The cultural revival successfully legitimized a popular, radical literary (poetry and fiction alike) Scottishness, with what might be called a distinct, proud, often cheerfully vulgar patois that has flourished pretty much continuously ever since. Not quite Gaelic (and in that way, contrasted to the teaching of Welsh in schools and on television, across the border), it continues to be bold and significant in its own way. A trove of widely read (and widely recited) poetry, novels about the lives of the young working class and unemployed, and the occasional hit film (Trainspotting), all testify to the vibrancy of the impulse.

And yet, it was the election of Margaret Thatcher, the defeat of the miners with the closure of the mines, and the discovery of oil off the Scottish coast, that together revived the notion of devolution. If independence earlier had been a desire, lesser or more appealing to different groups, now it became widely viewed as a pressing necessity. As they liked to say, Maggie ruined the Scottish working class and stole the oil to boot, and yet voters to the South reelected her. That was enough to press the devolutionists forward. Scottish identity had become a means of working-class resistance and also a cultural cause.

The creation of a Scottish parliament was widely viewed as a defense against the worst of Tory rule. The Labour Party, whatever its long past of supporting empire, had mostly retained Scottish support until the early years of Tony Blair’s rule. The leader of “New Labour” had agreed to the formation of a Scottish parliament—against his own better judgment—because his advisors convinced him that this move would actually mute nationalist sentiment. Then potential support for Labour turned to disgust, in the midst of the Iraq war, and broke out in massive protests against Blair’s neoliberal programs.

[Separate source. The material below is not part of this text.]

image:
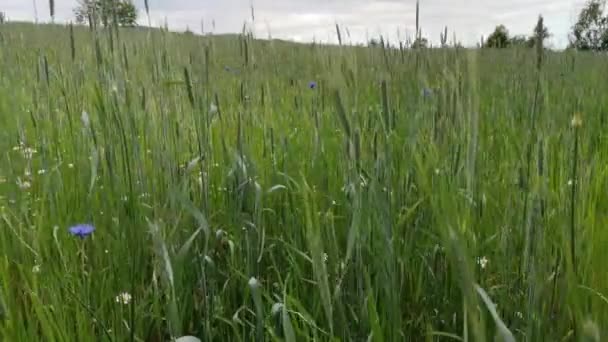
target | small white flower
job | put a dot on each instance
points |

The Scottish National Party recognized the opportunity at hand, cleverly and often deceptively promising a return to old Labourism—while upholding neoliberalism in practice. This political shape-shifting echoed a longer, more complex history of the Scottish National Party/Labour Party competition, full of inconsistencies on both sides. Nationalist sentiment continued to spread in unfamiliar directions as continuing class resentments took form, for instance, in struggles to take control of the emerging technologies (such as using tides for energy) dependent upon fragile environments, for the sake of the land and water as well as the people. Not only in political rallies, but also a genuinely popular and radical theater, played in schools and community centers, has fed the feeling that here is Scotland’s chance, if only it will be taken.

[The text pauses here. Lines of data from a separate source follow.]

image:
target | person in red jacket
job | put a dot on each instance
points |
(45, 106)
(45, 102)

The driving enthusiasm for the Yes vote, as few outside Scotland seemed to understand, was neither “anti-English” nor aggressively nationalist in the familiar Irish/IRA sense. Rather, it spoke to a yearning for more actual democracy, on a local and regional basis, and to the social democratic consensus that not so long ago seemed to be the Labour way. Careful observers could see that the decline of public services, from health to transportation, have made these issues especially palpable in such sore spots as the “Red Clyde” industrial valley and Dundee, whose voters responded to the approaching vote with parades and other expressions of joyful Scottish vigor. Blair’s plan to soothe and deceive Scottish voters had, it could now be seen, led to Cameron’s overconfidence, something grasped in London almost at the last moment.

Also little noticed, the most radical strains within the Scottish National Party also seemed, very often, the most prominent. The Radical Independence Campaign and Women for Independence, accompanied and followed after the vote by outright left-wing activities of Bella Caledonia and the Scottish Left Project have stirred, it is fair to say, widespread enthusiasms far beyond the Scottish National Party leaders’ aspirations. At this writing, sold-out meetings of eclectic and reorganized Marxists may equal, in proportional terms of surrounding population, any others on the planet.

Scots love humor, and the joke of September was clearly on the Tories and the British Labourites who were sure they could not lose. They almost did. And the excitement goes on. A new day seems to have come to Scotland.